Chromium für 64-Bit-Linux-Systeme offiziell angekündigt

Wie der Chrome-Manager Dean McNamee auf der Liste des Chromium-Projektes schreibt, arbeitet Google an einer Version des Browsers, die 64-Bit-Linux-Systeme unterstützt.

Selten hat die Freigabe eines Browsers so viele Wellen geschlagen wie die Ankündigung von Google, einen eigenen Browser zu entwickeln. Dementsprechend groß war auch das Interesse der Allgemeinheit an dem Projekt, als es veröffentlicht wurde, und dementsprechend auch groß der Frust, als anfänglich nur Windows unterstützt wurde.

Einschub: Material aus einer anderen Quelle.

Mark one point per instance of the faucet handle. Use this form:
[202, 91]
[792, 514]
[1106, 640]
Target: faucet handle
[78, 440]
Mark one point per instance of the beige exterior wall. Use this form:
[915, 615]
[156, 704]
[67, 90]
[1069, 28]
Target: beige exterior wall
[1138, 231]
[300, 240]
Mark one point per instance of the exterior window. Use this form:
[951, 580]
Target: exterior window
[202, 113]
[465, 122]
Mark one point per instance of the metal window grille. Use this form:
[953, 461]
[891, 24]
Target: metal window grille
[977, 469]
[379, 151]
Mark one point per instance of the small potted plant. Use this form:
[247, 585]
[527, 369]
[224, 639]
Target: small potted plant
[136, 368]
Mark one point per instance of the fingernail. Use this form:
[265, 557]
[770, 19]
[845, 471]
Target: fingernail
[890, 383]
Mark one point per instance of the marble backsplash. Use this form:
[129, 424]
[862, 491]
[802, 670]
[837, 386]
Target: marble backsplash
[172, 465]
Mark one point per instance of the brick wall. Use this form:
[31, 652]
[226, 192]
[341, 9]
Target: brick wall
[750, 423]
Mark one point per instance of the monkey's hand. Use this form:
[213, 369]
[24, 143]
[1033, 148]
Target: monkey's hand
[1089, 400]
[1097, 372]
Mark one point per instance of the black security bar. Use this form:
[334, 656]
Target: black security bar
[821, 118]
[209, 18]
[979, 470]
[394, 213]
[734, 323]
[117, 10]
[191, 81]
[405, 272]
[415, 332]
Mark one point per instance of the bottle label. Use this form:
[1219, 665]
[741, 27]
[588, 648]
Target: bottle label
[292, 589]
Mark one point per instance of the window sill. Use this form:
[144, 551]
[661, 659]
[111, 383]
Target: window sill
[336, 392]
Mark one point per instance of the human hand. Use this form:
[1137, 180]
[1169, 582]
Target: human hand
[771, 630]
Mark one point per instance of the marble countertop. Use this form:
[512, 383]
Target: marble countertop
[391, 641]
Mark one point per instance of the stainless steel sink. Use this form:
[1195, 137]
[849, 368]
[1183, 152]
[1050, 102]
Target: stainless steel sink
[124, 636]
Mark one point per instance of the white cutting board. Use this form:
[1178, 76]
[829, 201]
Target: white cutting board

Nun könnte bei den Google-Entwicklern erstmals Linux noch vor Windows den Vorzug erhalten.

Demnach wird die 64-Bit-Variante von Chromium, der quelloffenen Basis von Chrome, zuerst nur für Linux und Mac OS X freigegeben werden. Das Unternehmen arbeitete bereits seit geraumer Zeit daran und präsentierte am Wochenende offiziell die ersten Resultate dieser Arbeit. Auf der Mailingliste des Projektes schreibt Chrome-Manager Dean McNamee: »Das v8-Team hat in diesem Quartal hervorragende Arbeit an der 64-Bit-Portierung geleistet. Nach diversen Änderungen an Chromium lässt sich Chromium für Linux seit ein paar Wochen unter 64 Bit kompilieren«.

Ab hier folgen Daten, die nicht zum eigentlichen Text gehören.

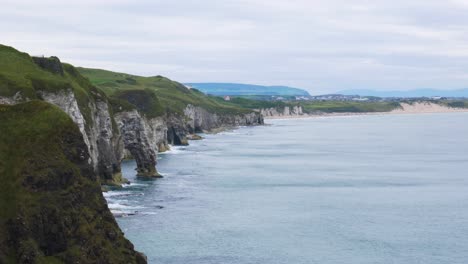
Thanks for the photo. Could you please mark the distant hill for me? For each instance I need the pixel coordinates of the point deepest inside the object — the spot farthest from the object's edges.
(410, 93)
(246, 89)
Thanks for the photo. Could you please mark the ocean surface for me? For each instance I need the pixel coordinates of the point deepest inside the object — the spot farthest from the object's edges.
(356, 189)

Offizielle Pakete von Chromium für 64-Bit-Systeme gibt es noch nicht. Die Entwickler stellten allerdings vor ein paar Tagen eine Anleitung ins Netz, wie eine native 64-Bit-Version unter Linux erstellt werden kann. Ferner stellt das launchpad.net-Repositorium bereits für 64-Bit-Systeme angepasste Versionen von Chromium zum Download bereit.

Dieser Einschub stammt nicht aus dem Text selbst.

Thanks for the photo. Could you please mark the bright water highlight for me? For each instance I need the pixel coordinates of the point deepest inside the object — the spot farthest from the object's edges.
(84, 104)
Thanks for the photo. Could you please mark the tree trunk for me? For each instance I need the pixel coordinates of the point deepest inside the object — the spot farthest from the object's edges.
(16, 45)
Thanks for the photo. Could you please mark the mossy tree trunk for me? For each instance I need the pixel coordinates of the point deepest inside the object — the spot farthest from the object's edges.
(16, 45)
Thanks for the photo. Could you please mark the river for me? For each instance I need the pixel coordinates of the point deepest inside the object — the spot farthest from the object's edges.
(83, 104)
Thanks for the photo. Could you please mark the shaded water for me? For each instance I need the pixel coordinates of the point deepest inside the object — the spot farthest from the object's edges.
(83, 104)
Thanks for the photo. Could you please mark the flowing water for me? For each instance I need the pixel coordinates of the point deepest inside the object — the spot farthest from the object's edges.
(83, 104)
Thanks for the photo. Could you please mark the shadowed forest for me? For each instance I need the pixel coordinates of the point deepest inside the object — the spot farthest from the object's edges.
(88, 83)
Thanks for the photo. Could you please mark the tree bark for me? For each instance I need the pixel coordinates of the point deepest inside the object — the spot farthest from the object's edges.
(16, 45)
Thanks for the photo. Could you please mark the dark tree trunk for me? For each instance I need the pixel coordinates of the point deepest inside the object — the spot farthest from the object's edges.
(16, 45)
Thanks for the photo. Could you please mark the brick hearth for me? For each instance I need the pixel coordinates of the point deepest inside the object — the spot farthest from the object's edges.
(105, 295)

Zwar gibt es die meisten größeren Betriebssysteme auch in 64-Bit-Varianten, doch vor allem Hersteller von großen Applikationen scheuen immer noch den Aufwand, eine native Version ihrer Anwendungen zu veröffentlichen. So bietet beispielsweise das Mozilla-Projekt bereits seit geraumer Zeit eine 64-Bit-Version des Firefox-Browsers in Form von »nightly builds« zum Download an, eine offizielle Freigabe erhielt die Applikation allerdings immer noch nicht. Die Entwickler erklären des Fehlen durch die Tatsache, dass die Mehrzahl der bekannten Plugins nur für x86-Systeme verfügbar sei. Darüber hinaus funktionieren die für i686 optimierten Varianten in jeder x86-64 Linux-Distribution, weshalb keine Ressourcen in die Portierung und Optimierung gesteckt wurden und eine native 64-Bit-Version langsamer als ihr x86-Pendant läuft.